A patient asked about their sexual orientation has three options. To tell the truth, which is easy for many and especially, I expect, for those who support this idea. Alternatively, a patient may feel that he or she has to lie, which is bad for them, for the doctor-patient relationship, and for later consultations, when the question might be more appropriately asked and more truthfully answered. The third and quite understandable option is that the patient tells the doctor to take a running jump, in which case we are to record, in Kafkaesque terms, “The patient declined to answer.” This implies that he or she has either got something to hide or is a difficult patient.
Apparently, this is all to stop discrimination under the Equality Act, but surely the best way to avoid discrimination is by not knowing people’s sexuality in the first place. Is there good evidence that people with different sexualities are treated differently, and, much more to the point, is there any good evidence that asking them will improve things? The powers that be, NHS England, say that it won’t affect patient treatment—prompting the question of why bother?

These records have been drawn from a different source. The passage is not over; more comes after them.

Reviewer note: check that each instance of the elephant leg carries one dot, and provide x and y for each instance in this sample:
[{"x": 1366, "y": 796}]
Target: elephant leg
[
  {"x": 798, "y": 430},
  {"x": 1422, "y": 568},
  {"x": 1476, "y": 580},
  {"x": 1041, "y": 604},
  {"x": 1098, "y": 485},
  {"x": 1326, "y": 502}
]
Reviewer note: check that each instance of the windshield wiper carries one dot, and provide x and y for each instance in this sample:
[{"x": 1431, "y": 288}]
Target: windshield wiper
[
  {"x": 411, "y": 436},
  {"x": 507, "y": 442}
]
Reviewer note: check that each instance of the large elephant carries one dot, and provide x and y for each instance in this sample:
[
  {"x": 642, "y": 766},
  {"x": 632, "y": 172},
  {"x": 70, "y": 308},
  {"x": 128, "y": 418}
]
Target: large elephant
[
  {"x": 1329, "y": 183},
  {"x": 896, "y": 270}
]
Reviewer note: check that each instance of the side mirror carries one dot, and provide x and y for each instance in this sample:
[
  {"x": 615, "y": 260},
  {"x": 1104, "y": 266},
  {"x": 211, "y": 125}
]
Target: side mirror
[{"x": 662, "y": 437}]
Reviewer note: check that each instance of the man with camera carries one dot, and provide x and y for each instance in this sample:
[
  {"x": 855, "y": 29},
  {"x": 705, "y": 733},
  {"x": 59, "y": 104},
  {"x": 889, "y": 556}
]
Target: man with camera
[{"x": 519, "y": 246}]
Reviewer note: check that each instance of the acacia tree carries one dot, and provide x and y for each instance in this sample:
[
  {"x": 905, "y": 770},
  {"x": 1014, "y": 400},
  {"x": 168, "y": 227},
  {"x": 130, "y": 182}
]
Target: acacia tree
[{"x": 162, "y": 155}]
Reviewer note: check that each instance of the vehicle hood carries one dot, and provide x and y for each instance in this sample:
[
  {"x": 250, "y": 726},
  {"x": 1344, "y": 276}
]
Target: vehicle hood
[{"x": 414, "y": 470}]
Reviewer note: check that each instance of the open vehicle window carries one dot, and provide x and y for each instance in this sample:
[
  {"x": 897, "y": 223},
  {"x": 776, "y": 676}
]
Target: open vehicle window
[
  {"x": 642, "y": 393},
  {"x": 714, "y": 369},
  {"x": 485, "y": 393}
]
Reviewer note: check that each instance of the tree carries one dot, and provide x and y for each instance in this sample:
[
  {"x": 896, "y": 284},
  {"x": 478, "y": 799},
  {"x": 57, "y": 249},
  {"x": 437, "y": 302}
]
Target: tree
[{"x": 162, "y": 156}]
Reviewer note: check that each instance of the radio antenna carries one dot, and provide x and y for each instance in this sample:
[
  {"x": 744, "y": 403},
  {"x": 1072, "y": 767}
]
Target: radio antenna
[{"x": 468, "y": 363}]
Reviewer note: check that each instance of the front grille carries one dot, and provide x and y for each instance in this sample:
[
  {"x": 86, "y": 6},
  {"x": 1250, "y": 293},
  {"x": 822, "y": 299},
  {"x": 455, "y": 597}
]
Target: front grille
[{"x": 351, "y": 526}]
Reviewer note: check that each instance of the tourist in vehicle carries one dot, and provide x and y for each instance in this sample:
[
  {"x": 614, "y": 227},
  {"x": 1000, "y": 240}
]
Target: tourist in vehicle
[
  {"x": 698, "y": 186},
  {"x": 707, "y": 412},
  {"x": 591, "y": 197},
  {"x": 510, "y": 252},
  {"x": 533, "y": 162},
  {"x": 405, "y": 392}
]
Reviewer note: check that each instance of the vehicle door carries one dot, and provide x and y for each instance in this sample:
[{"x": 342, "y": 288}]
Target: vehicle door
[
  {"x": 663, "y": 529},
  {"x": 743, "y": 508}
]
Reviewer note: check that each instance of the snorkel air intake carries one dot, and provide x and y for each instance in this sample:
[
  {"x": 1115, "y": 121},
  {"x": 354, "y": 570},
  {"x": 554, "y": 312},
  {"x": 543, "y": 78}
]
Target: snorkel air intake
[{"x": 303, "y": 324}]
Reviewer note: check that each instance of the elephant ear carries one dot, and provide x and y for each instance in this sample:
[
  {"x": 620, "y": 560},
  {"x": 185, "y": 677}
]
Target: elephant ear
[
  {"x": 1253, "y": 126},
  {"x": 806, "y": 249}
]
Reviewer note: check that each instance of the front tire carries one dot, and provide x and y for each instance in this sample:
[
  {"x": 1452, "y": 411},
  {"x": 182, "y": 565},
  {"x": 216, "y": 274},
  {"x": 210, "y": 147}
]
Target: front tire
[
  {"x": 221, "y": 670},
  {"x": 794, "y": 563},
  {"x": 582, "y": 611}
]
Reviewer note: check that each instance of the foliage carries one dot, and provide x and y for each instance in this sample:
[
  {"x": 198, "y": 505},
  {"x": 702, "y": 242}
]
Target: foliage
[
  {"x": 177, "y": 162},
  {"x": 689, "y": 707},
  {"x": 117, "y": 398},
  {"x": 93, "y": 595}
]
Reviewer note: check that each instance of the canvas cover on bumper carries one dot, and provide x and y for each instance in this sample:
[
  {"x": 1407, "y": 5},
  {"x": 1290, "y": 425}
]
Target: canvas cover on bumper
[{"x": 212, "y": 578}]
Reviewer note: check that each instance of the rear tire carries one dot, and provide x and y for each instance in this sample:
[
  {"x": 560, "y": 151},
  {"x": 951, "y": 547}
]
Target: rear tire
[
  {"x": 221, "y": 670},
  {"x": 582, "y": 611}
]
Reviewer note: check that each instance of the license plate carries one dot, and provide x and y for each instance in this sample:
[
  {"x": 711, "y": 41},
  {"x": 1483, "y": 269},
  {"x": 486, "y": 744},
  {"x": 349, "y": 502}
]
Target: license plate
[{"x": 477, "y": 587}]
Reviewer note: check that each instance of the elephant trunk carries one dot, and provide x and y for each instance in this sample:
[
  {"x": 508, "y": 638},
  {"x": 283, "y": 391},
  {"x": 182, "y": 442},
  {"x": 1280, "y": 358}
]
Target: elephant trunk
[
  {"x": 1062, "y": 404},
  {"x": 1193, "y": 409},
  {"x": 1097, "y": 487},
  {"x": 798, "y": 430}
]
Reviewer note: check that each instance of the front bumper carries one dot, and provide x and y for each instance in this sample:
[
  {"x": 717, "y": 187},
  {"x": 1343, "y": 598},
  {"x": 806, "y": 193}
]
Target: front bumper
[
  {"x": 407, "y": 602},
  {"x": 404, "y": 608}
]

Robots practising medicine by numbers
This stupid idea symbolises the continuing erosion of medical autonomy beckoning an age when GPs become politically correct robots practising medicine by numbers. It is yet another example of overmanagement in general practice and will see yet another flood of clinicians escaping to the Antipodes or out of medicine altogether in order to elude Big Brother’s silly rules. The secretary of state for health recently warned that we are on the verge of losing the family doctor.7 Surely someone should be doing something about that rather than filling our time with more useless tasks?
In good medical practice, the patient’s own needs, wishes, choices, beliefs, culture, and perspective should come first—not the rules or diktats of any higher body. Ultimately it should be up to the judgment of each GP as to when it is appropriate or useful to ask such questions. The NHS needs to assert itself as a kind, compassionate, and intelligent service rather than a nosey parker grinding us all into cynical submission.
What about the patient? I asked my 97 year old mother what she would think if her GP asked her about her sexual orientation. “He wouldn’t,” she said confidently. “Yes, but suppose you were registering with a new doctor, and he or she asked about your sexuality?” “Well dear, I would find another doctor.”
Competing interests: We have read and understood the BMJ policy on declaration of interests and have no relevant interests to declare.
Provenance and peer review: Commissioned; not externally peer reviewed.